A five-year, $8 million grant - led by MSU's Jack Harkema, a University Distinguished Professor of pathobiology and diagnostic investigation in the College of Veterinary Medicine - will fund three major research projects with the creation of the Great Lakes Air Center for Integrative Environmental Research. The research team will study the exact role air pollutants, most notably fine particles and ozone, have on cardiometabolic syndrome, a collection of interrelated risk factors leading to cardiovascular and metabolic diseases that affect about one third of adult Americans.
Signs of cardiometabolic syndrome include high blood pressure and sugar levels, abnormal triglycerides and cholesterol as well as obesity; all warning signs for the development of chronic diseases such as diabetes and atherosclerosis, Harkema said.
"In tandem, the cardiometabolic syndrome and air pollution threaten human health worldwide," he said. "We propose that not only are individuals with pre-existing abnormalities at greater risk for the health effects of air pollution exposure but that air pollution itself may promote the development of cardiometabolic syndrome."

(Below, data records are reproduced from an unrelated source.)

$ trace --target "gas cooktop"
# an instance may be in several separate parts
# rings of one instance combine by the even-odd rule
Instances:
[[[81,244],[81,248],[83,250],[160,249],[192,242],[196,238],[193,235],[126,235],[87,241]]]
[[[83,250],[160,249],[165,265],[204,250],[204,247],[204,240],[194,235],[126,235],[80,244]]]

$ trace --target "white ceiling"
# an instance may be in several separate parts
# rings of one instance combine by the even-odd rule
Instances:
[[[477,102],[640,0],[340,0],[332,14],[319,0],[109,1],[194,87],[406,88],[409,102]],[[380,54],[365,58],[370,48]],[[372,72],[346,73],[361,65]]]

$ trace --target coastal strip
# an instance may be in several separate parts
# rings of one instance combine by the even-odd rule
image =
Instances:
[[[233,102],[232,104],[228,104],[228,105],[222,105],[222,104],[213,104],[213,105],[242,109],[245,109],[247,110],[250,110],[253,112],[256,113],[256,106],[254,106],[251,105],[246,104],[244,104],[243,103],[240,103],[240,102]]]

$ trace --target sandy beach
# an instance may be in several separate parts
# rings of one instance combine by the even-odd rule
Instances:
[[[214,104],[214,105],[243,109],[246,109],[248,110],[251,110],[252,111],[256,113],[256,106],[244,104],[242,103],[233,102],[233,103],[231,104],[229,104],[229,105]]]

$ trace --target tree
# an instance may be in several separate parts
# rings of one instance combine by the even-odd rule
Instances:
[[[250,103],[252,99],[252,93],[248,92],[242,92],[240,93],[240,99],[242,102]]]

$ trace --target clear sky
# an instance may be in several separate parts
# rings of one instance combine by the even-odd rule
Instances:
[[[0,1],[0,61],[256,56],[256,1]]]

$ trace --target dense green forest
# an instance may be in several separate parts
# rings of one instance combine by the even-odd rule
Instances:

MSU was one of four Clean Air Research Centers named by the EPA; Harvard University, the University of Washington in Seattle and Emory University/Georgia Institute of Technology in Atlanta were the other recipients. The $32 million federal effort aims to study a range of exposures to air pollution sources and their health effects across different life stages, among susceptible and vulnerable populations, and across communities where exposures may be of greater health risk.
"Air pollution in the Great Lakes region is complex due to a large diversity of multipollutant 'airsheds' (the atmospheric equivalent of watersheds)," said Harkema, whose research team includes investigators from MSU, the University of Michigan and Ohio State University. "This complexity is due to a large assortment of emission sources, including heavy industry, dense motor vehicle traffic and high concentrations of coal-fired power plants.
"The health effects of these multipollutant airsheds are complex and understudied."
The newly established Clean Air Research Center at MSU will specifically:
- Explore how air pollution, specifically fine particulate matter and ozone, causes adverse cardiovascular effects (such as increased blood pressure) and other facets of the cardiometabolic syndrome (such as insulin resistance). Led by Harkema, the project will explore how exposure to multipollutant atmospheres in the Great Lakes may contribute to cardiovascular and metabolic disorders in laboratory rodents that mimic susceptible individuals.
- Investigate whether short-term exposure to air pollution in humans instigate insulin resistance and elevate blood pressure. These studies will be led by Robert Brook at the University of Michigan.
- Determine the long-term impacts of chronic exposure to air pollution and fine particulate matter. Led by Sanjay Rajagopalan from Ohio State University, the project will also use rodent models to study the correlation between air pollution and diet and genetics.
In addition to the three main projects, researchers at the new center will collect and characterize air pollution data for use by all the investigators
"Results from this important environmental health research will provide much needed information to protect human health and to safeguard the natural environment," said Paul Anastas, EPA's assistant administrator in the Office of Research and Development.